What is change data capture?
Roel Peters|May 31st, 2022
Many organizations rely on technology that processes data in real time. Whatever the context—whether it’s ridesharing, aerospace, or delivery services—they all use streams of data to monitor their processes, equipment, and operations.
That’s in stark contrast to batch jobs, which process data in large chunks, often daily. These jobs are widespread in use cases where tables from a production database need to be duplicated for analytical querying in an enterprise data warehouse (EDW). But many organizations’ operations are still triggered by a batch job—a delay caused by the design of many IT solutions.
One way to get rid of batch jobs is via change data capture, a software process to track changes in a database so an application or user can take action on them later.

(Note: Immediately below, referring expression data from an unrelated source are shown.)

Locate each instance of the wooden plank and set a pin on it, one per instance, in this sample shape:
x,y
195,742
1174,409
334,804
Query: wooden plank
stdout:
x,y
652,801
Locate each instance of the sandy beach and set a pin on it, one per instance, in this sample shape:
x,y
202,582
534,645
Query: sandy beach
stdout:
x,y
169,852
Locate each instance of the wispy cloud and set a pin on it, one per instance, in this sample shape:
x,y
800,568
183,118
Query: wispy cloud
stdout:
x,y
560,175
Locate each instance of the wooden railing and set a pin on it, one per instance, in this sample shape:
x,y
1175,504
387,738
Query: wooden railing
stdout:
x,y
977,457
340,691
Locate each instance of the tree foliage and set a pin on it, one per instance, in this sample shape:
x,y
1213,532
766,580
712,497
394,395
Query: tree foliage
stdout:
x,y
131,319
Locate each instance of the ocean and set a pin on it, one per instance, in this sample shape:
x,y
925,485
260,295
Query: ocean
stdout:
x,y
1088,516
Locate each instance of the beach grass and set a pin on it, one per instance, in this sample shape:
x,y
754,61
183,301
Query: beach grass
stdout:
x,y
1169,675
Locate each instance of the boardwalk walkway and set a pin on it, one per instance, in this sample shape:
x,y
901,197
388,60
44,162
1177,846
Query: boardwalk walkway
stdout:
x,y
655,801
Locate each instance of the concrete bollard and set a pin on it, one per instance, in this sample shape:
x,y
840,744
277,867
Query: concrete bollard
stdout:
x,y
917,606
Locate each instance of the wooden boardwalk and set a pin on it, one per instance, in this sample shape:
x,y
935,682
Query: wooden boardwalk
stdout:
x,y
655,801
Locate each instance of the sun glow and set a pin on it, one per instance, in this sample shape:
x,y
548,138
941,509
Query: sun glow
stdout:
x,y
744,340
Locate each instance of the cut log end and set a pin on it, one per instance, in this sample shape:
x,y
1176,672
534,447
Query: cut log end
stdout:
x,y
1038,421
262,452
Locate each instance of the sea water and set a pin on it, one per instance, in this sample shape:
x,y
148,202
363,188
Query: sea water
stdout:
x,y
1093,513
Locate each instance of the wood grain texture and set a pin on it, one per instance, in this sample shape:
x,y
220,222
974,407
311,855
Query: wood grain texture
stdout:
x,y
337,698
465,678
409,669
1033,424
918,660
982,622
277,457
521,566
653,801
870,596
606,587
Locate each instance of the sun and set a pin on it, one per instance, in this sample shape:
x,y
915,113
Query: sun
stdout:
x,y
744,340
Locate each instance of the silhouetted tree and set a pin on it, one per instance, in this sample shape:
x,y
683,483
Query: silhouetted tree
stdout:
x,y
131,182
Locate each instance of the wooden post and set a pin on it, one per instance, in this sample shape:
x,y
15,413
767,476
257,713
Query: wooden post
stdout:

In this article, you’ll learn about change data capture and how to use it in event streaming.
How change data capture works
Change data capture (CDC) is a data replication technique to identify and track changes in a database that publishes each database event as messages to a real-time stream. Downstream systems can consume this row-level change feed for various purposes such as analytics, synchronization, and data replication.
There are various ways that this stream is processed, but they fit into two broad categories: pull and push.
In pull-based ecosystems, the target constantly polls the source system for changes. The main benefit is that no single message gets lost, even when the target system is temporarily down. The downside? This technique introduces a delay into the system, as messages are only transmitted when the target system asks for them.
Push-based systems, on the other hand, broadcast messages to target systems. This system is truly in real time because the source system doesn’t need to wait for the target system’s request. But this also implies that messages aren’t guaranteed to arrive at their destination if the target system is down.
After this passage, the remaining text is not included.